Espero que hayan tenido una muy buena semana de fiestas. Con el fin de 2025 sumamos ya un cuarto de siglo. Increíblemente, nos alejamos de los paradigmas culturales del siglo XX y nos adentramos en otra era.

Las conversaciones de estos días están llenas de evaluaciones de lo que ocurrió y también de listas de lo que deseamos que suceda.

Me llama la atención que la gente mayor ofrece —a los que se prestan a escuchar— largos relatos de su vida.

Estas narraciones, propias de quienes han atravesado ya siete décadas, buscan recobrar el sentido de la existencia ante el paso del tiempo.

Si escuchamos con atención, los relatos reafirman en el presente los instantes en que la persona —en su momento— encontró sentido o descubrió un significado personal. 

Es un ejercicio de autorrepresentación.

Las palabras, en este caso, funcionan como una realidad paralela que reconstruye no solo hechos, sino valores personales, de clase y de género.

Es como ver una película cuya trama se sostiene en valores que —como la tecnología— han dejado de funcionar.

Tal película mantiene su sentido dramático no solo como una serie de hechos concatenados, sino por los espectadores que recibieron la historia en una época determinada y que, mediante una labor de interpretación, armaron un significado o encontraron una revelación.

Con el paso del tiempo, esta película necesita a su espectador. Y casi inevitablemente —como el espectador mismo— comienza a habitar los extensos catálogos del vintage en plataformas de streaming y canales de televisión.

Esto puede explicar por qué cada generación tiene sus propios hitos y por qué rara vez existe una transversalidad temporal entre artefactos culturales de distintas generaciones.

Revela también la soledad epistémica de los hombres y mujeres mayores y sus temores más profundos.

Una persona mayor necesita relatar su propia vida para que esta exista. En la realidad, esa vida se ha disuelto y no quedan ya muchos asideros que la reflejen.

La realidad cambia y, poco a poco, nosotros también. Todos vamos en el mismo barco.

Esta condición individual encuentra un paralelo inquietante en nuestro mundo social y político.

¿Qué ocurre cuando instituciones enteras comienzan a operar como esas narrativas que ya no reflejan la realidad?

Al igual que los relatos de nuestros mayores, conceptos como el progreso y la democracia corren el riesgo de convertirse en liturgias amenazadas o en cambio constante.

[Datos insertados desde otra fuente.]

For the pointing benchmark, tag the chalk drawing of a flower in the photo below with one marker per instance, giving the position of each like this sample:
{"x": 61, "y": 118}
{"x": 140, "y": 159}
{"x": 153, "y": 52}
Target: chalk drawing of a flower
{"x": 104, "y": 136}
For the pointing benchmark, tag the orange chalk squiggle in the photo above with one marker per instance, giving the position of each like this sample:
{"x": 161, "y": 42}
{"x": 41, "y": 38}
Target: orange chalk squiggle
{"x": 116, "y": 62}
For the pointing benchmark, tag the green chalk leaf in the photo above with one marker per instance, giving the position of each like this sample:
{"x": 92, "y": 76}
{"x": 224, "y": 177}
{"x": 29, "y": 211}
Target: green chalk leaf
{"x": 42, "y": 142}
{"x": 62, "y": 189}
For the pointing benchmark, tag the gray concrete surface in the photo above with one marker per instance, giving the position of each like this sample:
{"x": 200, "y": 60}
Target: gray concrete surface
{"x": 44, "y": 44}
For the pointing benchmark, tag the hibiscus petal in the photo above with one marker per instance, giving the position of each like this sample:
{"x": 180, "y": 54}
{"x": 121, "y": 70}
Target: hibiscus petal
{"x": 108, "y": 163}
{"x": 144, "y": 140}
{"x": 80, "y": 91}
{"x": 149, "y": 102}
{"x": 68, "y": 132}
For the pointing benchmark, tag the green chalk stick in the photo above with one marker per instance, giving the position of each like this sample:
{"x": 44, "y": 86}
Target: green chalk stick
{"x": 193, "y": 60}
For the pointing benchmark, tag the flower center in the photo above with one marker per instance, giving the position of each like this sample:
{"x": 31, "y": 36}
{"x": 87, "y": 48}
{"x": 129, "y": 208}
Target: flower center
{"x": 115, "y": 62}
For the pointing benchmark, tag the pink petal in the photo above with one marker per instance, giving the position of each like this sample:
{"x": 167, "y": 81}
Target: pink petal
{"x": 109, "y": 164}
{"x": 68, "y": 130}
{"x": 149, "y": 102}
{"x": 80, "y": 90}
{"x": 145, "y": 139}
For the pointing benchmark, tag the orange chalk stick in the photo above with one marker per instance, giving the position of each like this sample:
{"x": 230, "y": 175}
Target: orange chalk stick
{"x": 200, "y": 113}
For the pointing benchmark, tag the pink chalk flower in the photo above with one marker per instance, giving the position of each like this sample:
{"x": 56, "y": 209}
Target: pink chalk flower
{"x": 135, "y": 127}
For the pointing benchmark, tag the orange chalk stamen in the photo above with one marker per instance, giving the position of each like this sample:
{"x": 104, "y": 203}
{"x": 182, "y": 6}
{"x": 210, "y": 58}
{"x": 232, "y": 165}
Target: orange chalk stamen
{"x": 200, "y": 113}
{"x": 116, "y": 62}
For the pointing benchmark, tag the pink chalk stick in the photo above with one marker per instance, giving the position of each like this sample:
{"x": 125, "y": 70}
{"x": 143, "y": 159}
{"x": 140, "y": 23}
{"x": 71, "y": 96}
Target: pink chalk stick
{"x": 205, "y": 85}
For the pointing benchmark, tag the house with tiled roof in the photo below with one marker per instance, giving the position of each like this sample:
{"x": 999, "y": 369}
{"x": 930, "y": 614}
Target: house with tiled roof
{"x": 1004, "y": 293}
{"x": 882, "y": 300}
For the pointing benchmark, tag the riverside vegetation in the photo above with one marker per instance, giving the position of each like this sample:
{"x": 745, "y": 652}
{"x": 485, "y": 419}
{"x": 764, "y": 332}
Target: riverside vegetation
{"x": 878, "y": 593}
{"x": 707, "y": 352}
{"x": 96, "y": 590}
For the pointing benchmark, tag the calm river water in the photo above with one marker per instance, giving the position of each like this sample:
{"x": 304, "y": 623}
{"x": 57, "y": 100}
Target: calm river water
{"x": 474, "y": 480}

Para pensar esta disolución me detendré —en las próximas entregas— en las ideas de Nick Land, pensador radical del aceleracionismo tecnológico y autor de “La ilustración oscura”, así como en las de otros filósofos.

Por lo pronto sigamos escuchando a nuestros mayores en las fiestas que nos quedan.

Además de largos episodios de memoria, sus relatos son el mapa en que intentan encontrar sentido, como nosotros, día a día, luchando entre redes sociales, cambios legislativos e inevitables declaraciones de impuestos, entre muchos obstáculos.

Un día —quizá en una fiesta de fin de año—, contaremos también nuestras travesías a los más jóvenes. 

Y ellos, como nosotros ahora, escucharán la historia de un mundo que ya se fue.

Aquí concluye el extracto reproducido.